Murmurs of dissent increase in Bihar JDU
Voices of dissent within Bihar’s ruling JD(U) are becoming more nagging and numerous since the party went ahead with its agenda of taking disciplinary action against several senior leaders accused of engaging in anti-party activities during last year’s Assembly polls.
While hundreds of JD(U) leaders from Bihar’s districts came to the party’s state headquarters in Patna and painstakingly explained their innocence before a three-member disciplinary committee, some influential leaders keep refusing to attend these hearings despite repeated summons. Scores district and block-level leaders had returned from the hearings saying they were being made scapegoats for unfair political motives.
Munger MP and former JD(U) state president Rajiv Ranjan Singh, a well-known rebel who openly led an anti-Nitish faction within the party before the Assembly polls, and Rajya Sabha member Upendra Kushwaha deliberately missed two dates earmarked for their appearance.
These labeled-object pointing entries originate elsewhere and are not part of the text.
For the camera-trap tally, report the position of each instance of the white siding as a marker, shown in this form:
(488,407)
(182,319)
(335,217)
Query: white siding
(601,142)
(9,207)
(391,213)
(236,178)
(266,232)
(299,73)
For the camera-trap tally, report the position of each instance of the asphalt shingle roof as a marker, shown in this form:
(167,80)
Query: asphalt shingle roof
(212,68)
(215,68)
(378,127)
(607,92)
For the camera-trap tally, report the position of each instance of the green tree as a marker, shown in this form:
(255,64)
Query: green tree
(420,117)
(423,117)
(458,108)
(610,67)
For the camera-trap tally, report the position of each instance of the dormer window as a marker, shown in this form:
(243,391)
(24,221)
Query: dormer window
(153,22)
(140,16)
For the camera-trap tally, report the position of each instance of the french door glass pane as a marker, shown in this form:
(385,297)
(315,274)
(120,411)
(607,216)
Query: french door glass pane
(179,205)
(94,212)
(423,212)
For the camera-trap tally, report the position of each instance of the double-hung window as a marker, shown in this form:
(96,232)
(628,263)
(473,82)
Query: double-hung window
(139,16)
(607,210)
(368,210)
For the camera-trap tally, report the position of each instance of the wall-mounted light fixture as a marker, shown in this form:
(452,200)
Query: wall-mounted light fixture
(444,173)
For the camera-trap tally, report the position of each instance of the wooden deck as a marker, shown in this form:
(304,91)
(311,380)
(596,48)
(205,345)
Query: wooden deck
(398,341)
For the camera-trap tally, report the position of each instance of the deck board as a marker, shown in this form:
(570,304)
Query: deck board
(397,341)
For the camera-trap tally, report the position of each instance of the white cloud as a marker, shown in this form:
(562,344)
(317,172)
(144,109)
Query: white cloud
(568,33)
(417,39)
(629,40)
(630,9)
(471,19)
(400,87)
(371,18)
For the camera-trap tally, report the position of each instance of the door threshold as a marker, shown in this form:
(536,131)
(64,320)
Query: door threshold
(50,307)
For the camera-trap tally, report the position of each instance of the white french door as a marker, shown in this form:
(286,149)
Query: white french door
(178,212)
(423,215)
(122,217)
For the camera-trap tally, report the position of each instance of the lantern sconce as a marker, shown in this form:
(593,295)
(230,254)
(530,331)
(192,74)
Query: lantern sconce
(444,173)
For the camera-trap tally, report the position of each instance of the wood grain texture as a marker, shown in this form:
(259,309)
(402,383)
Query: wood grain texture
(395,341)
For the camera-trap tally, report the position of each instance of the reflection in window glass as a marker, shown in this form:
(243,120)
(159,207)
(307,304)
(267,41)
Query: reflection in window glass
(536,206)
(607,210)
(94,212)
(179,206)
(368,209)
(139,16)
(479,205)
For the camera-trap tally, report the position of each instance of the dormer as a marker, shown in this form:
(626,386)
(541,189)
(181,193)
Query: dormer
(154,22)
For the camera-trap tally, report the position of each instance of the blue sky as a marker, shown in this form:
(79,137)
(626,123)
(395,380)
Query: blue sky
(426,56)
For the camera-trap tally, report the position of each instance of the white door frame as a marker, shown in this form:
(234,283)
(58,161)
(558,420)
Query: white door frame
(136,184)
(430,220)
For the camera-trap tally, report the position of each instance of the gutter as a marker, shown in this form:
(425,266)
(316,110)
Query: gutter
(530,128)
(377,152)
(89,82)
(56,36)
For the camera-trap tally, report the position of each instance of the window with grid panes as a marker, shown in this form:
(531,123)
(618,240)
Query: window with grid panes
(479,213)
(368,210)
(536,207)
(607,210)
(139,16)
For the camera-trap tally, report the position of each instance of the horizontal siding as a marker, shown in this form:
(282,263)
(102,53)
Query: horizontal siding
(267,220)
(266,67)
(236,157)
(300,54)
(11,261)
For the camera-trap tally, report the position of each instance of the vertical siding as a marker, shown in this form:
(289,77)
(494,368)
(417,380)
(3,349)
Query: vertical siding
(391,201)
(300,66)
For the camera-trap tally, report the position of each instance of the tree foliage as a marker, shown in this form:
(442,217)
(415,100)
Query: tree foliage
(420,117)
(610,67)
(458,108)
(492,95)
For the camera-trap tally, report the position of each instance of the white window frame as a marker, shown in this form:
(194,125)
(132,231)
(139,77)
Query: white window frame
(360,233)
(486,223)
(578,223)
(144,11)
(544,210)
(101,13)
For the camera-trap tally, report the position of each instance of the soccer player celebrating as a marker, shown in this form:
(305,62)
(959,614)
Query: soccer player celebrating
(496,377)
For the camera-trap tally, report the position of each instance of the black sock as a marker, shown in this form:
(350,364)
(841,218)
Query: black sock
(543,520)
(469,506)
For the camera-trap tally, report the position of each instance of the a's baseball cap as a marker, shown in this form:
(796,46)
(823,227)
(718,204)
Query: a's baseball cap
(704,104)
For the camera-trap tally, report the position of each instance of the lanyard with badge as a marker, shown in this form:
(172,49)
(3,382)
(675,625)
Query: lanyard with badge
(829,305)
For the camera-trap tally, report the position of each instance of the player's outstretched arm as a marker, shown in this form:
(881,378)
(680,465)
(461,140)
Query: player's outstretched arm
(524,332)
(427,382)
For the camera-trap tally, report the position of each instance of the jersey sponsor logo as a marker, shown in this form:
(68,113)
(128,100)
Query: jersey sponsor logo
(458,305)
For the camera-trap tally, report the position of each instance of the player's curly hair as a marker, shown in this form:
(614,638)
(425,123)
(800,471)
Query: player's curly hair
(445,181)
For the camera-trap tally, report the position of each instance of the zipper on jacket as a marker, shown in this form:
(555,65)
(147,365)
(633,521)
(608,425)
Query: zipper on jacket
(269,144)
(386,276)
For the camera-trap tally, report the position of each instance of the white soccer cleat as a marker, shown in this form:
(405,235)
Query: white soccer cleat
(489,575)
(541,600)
By saying they would answer only to JD(U) chief Sharad Yadav, the duo fuelled what party insiders describe as fresh anti-Nitish sentiments.
Although Monazir Hassan, MP from Begusarai and a minister in Kumar’s Cabinet in the first NDA government, appeared before the committee headed by party MLA Gyanendra Singh Gyanu, he managed to explain the fact of his wife contesting the Assembly polls as an RJD candidate. “What can you do if one’s relative refuses to obey your orders?” Hassan told the committee, which is still undecided about what action to take against the important minority leader.
Fresh trouble to the chief minister’s leadership came from MLC Prem Kumar Mani when he declared the state government’s formation of a commission for the upper-caste poor as a meaningless exercise.
In a sudden outburst, he sought to discredit an important caste-based initiative that was one of the JD(U)’s promises in the election manifesto. Mani did not appear before the committee last Saturday.